Kararı, davalı vekili temyiz etmiştir.
Dava, muvazaa iddiasına dayalı sıra cetveline itiraz istemine ilişkindir.
Haciz yolu ile takiplerde kıyasen uygulanması gereken İİK"nın 235/3. maddesi uyarınca, sıra cetveline itiraz davalarında sıra cetvelinin iptaline veya davalının sıra cetvelinden çıkarılmasına değil, davalıya ayrılan payın, yargılama giderleri de dahil olmak üzere öncelikle davacı alacağının karşılanmasına tahsisine, artan kısım bulunması halinde davalıya bırakılmasına karar verilmesi gerekir. Sıra cetveline itiraz davaları sonunda verilen hüküm, sadece davanın tarafları bakımından sonuç doğurur ve verilen kabul kararı ile durumun tespiti ile yetinilmeyip, eda hükmü kurulmalıdır.
Bu ilkelere aykırı, yazılı şekilde hüküm tesisi doğru olmamış, kararın bu nedenle bozulması gerekmiş ise de, yapılan yanlışlığın giderilmesi, yeniden yargılamaya gereksinim göstermediğinden, HUMK"nın 438/7. maddesi uyarınca hükmün, aşağıda yazılı olduğu şekilde düzeltilerek onanması gerekmiştir.

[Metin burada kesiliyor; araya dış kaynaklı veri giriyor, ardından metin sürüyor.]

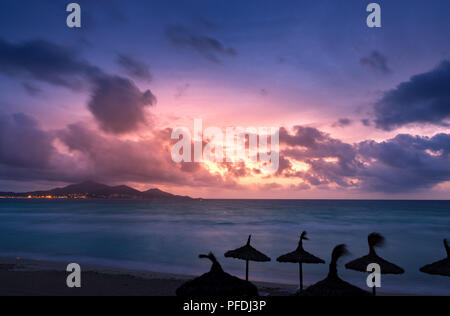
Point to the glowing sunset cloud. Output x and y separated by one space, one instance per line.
362 113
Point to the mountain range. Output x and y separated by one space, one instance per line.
90 189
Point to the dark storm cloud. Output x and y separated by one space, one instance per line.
43 61
116 102
22 143
134 68
207 46
376 61
425 98
343 122
31 89
118 105
405 163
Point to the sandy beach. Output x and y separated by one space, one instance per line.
24 277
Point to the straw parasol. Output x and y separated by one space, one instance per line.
332 285
247 253
441 267
216 283
300 256
375 240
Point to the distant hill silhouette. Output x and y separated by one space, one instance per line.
92 189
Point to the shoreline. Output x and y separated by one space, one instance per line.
29 277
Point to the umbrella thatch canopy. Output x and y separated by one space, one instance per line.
375 240
300 256
441 267
247 253
333 285
216 283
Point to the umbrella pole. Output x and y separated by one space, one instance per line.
300 267
246 270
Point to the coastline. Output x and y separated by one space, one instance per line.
27 277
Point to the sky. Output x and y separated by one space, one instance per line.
363 112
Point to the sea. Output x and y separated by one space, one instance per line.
169 236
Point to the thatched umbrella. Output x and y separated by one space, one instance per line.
332 285
247 253
375 240
216 283
441 267
300 256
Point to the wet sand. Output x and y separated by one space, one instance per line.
19 277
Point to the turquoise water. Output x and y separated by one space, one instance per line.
167 237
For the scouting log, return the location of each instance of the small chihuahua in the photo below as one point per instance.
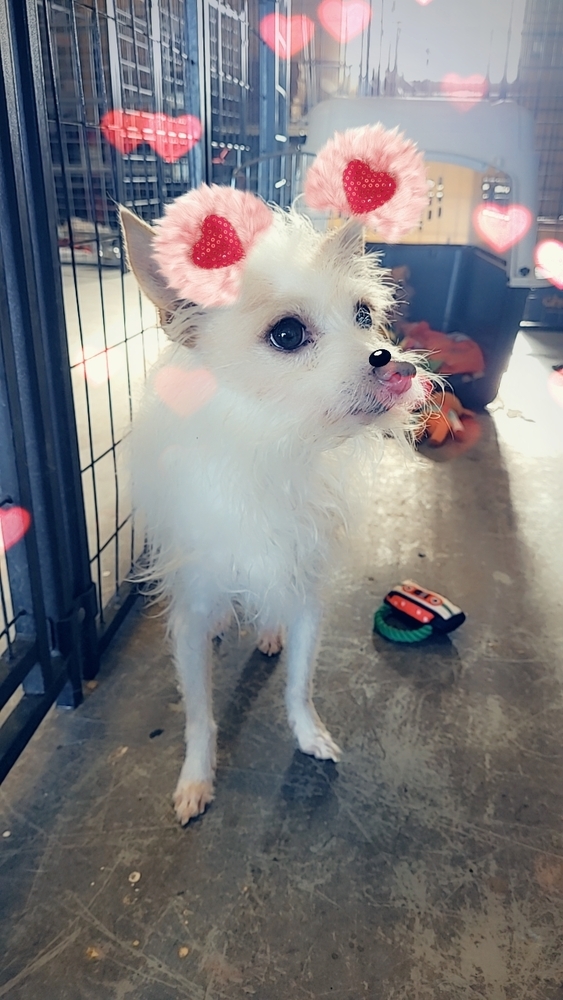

SONUÇ: Yukarıda açıklanan nedenlerle, davalı vekilinin temyiz itirazının kabulü ile kararın hüküm fıkrasının ikinci paragrafı hükümden çıkartılarak yerine “30.09.2014 tarihli sıra cetvelinde davalıya ayrılan payın hüküm fıkrasının beşinci paragrafında yazılı vekalet ücreti ile üçüncü ve dördüncü paragrafında yazılı yargılama giderleri de dahil olmak üzere öncelikle davacı alacağının karşılanmasına tahsisine, artan kısım olması halinde davalıya bırakılmasına” ibarelerinin yazılmasına, kararın bu şekilde DÜZELTİLEREK ONANMASINA, peşin alınan harcın istek halinde temyiz edene iadesine, kararın tebliğinden itibaren 15 gün içerisinde karar düzeltme yolu açık olmak üzere, 02.05.2019 tarihinde oy birliğiyle karar verildi.